A Treatment Algorithm for High-Tone Pelvic Floor Dysfunction

Chronic pelvic pain is estimated to affect one-quarter of women, costing more than $5.8 billion annually.1,2 High-tone pelvic floor disorder (HTPFD), characterized by tight, weakened, and/or painful pelvic floor muscles, is present in 60–90% of women with chronic pelvic pain.1,3,4 Muscle tension interferes with dynamic physiologic action, preventing appropriate pelvic floor coordination, contraction, and relaxation. High-tone pelvic floor dysfunction alone can cause pain and a wide range of genitourinary complaints, but can co-exist with other pelvic pain disorders. It frequently goes both unrecognized and untreated, contributing to poor outcomes.

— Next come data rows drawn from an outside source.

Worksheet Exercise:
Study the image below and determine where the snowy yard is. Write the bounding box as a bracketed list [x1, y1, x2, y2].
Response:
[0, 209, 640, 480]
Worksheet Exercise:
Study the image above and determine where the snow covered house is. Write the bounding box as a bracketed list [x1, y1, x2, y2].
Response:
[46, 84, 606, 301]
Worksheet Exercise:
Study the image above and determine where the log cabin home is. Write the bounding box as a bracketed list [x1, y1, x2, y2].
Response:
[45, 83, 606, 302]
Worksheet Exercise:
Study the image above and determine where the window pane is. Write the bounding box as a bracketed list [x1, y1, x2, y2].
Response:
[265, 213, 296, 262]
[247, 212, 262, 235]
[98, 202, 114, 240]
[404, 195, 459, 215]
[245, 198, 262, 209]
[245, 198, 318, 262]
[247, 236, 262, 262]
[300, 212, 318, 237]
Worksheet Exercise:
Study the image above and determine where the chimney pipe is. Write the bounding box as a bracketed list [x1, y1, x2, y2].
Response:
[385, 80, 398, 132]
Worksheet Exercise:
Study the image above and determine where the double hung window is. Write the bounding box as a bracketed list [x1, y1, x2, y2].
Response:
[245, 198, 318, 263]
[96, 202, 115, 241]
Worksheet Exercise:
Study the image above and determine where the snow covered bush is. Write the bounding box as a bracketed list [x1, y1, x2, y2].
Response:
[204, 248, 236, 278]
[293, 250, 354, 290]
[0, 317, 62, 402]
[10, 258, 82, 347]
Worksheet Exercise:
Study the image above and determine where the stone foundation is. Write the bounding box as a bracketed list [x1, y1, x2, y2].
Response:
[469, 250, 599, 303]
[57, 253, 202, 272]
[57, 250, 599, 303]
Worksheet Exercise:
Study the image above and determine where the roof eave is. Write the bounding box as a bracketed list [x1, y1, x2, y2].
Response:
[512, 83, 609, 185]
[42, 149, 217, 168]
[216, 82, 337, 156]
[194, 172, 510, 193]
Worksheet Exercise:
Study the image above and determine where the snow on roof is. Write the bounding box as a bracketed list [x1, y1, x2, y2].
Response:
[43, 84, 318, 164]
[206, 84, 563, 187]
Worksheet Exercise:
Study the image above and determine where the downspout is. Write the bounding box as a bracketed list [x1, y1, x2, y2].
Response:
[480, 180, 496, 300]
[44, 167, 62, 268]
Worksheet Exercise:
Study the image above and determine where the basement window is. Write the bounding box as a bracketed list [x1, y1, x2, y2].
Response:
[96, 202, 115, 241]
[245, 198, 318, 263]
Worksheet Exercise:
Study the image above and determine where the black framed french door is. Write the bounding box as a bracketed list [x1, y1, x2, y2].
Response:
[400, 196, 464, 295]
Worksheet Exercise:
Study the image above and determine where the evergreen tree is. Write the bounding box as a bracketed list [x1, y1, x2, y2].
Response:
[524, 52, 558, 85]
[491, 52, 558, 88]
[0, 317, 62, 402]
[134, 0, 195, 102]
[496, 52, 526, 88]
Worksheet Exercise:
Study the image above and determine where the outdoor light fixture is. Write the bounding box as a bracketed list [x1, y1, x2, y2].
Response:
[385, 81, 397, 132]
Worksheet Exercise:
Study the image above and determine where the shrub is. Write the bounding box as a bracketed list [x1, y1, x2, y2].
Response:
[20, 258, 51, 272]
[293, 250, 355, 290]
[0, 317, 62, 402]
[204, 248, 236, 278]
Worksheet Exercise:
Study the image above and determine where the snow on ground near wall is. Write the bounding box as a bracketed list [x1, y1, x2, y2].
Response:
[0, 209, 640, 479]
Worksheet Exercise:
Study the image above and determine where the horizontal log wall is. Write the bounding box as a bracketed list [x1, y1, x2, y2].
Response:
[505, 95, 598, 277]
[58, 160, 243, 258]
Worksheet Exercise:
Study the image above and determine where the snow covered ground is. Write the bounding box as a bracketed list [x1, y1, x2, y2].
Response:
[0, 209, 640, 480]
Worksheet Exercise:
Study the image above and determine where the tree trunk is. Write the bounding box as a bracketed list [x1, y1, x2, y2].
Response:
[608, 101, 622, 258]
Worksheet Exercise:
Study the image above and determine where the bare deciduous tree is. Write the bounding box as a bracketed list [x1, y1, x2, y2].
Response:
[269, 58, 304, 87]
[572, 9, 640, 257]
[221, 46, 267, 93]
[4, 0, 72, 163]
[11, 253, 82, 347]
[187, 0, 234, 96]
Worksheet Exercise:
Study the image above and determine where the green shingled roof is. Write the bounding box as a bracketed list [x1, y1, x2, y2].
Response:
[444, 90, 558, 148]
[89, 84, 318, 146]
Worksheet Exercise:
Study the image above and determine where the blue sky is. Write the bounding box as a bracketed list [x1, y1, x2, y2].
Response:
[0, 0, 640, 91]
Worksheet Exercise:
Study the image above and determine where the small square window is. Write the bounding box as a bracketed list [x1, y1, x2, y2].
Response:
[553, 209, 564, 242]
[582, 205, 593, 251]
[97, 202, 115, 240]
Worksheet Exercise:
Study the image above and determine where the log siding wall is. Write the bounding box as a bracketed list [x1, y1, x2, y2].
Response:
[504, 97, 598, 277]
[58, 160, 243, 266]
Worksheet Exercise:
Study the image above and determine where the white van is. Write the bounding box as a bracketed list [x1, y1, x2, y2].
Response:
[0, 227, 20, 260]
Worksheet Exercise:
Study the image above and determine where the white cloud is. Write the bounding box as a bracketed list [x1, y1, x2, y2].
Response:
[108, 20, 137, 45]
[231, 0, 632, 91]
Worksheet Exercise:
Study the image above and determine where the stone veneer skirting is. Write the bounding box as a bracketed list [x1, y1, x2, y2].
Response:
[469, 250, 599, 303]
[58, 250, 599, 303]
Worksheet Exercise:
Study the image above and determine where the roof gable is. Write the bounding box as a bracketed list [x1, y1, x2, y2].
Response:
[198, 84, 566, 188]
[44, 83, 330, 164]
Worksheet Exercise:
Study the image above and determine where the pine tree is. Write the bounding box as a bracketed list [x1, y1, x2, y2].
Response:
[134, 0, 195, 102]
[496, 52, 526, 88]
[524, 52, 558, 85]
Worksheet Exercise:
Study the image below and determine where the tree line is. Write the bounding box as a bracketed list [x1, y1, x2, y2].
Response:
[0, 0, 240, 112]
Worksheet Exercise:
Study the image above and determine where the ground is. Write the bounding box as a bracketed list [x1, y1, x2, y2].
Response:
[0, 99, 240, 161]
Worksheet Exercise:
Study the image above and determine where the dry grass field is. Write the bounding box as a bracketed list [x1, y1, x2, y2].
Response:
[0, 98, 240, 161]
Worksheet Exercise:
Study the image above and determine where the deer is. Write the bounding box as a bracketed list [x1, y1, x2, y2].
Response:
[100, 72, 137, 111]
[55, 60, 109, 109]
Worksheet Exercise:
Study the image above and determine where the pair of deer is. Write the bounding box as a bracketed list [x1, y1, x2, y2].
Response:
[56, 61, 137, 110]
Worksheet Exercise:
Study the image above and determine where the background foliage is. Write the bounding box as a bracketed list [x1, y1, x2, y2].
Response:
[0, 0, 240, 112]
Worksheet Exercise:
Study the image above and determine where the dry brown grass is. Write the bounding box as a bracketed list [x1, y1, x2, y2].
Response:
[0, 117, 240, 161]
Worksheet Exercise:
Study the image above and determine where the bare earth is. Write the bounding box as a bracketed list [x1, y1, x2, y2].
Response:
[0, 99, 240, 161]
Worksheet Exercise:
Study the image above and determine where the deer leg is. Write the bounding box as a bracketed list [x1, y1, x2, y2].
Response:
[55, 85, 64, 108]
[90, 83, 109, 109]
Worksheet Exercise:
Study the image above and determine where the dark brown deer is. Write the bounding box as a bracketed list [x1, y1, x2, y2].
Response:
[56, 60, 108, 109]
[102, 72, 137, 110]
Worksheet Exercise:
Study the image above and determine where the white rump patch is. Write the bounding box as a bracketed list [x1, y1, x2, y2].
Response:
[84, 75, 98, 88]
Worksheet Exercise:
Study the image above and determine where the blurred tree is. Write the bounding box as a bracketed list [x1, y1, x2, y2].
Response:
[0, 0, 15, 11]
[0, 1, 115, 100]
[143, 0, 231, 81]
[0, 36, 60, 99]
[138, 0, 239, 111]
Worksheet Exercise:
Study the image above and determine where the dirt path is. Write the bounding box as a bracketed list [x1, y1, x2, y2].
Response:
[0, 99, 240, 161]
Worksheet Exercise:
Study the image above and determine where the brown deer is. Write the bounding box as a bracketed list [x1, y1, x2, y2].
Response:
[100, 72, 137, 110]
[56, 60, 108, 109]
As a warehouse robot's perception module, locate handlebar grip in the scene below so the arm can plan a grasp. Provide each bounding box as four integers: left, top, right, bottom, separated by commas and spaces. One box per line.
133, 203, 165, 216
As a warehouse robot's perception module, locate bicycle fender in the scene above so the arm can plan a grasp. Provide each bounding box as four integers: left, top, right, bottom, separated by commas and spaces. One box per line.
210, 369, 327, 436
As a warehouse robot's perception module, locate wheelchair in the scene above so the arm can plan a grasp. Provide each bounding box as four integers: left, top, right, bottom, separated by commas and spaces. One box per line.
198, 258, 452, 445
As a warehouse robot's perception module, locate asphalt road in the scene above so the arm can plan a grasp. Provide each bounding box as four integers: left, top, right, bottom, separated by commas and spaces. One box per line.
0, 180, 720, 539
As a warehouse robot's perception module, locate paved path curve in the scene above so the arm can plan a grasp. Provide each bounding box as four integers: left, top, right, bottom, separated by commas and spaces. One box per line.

High-tone pelvic floor dysfunction can be idiopathic or incited by poor toileting habits, visceral dysfunction (eg, endometriosis or interstitial cystitis or bladder pain syndrome), or musculoskeletal injuries (eg, sacroiliac joint dysfunction or hip osteoarthritis). Clinical identification of increased pelvic floor tone is subjective, relying on practitioner vaginal examination to identify hypertonicity pelvic floor muscles.5,6

Beyond the diagnosis, there is little guidance on treatment pathways. While multiple studies have examined potential treatments for HTPFD, there is considerable variability in peer-reviewed evidence quality. Head-to-head studies of therapeutic approaches are lacking, making it challenging for many clinicians to determine treatment progression. Insufficient clinical guidance often leaves patients unable to access effective treatment or make informed decisions.

In the absence of guidelines or level I evidence, we sought to generate a treatment algorithm using the Delphi method, a formal, systematic qualitative methodology,7 to compile expert opinion statements supported by available literature pertinent to HTPFD.

METHODS

The HTPFD treatment consensus was developed using a modified Delphi process. After IRB approval (UCLA IRB#21–001399), we identified practitioners with expertise in HTPFD. Ten to 15 experts are the minimum number for Delphi methodology to yield sufficient results and ensure validity.8,9 Experts were identified as either having significant peer reviewed publications or a large volume of patient-facing publications denoting a high-volume practice and contribution to the field. Once identified they were asked about their patient population to confirm a high-volume practice. As this is an area lacking in level 1 evidence, we wanted to include not only academic clinicians but also clinicians with a high level of experience with these patients. Initial screening identified 32 practitioners: either academic clinicians with publications on HTPFD or experts who had published patient-facing informational materials on HTPFD. Twenty-five practitioners confirmed that HTPFD comprised at least 20% of their patients; 11 of these specialists agreed to participate, reflecting geographic diversity and balanced representation of specialties.

Prior to initiating the Delphi process, the intended scope of the practice algorithm was outlined; experts were asked to review specific literature containing pertinent clinical trials and systematic reviews. Web-based software Qualtrics was used to administer confidential surveys to participants.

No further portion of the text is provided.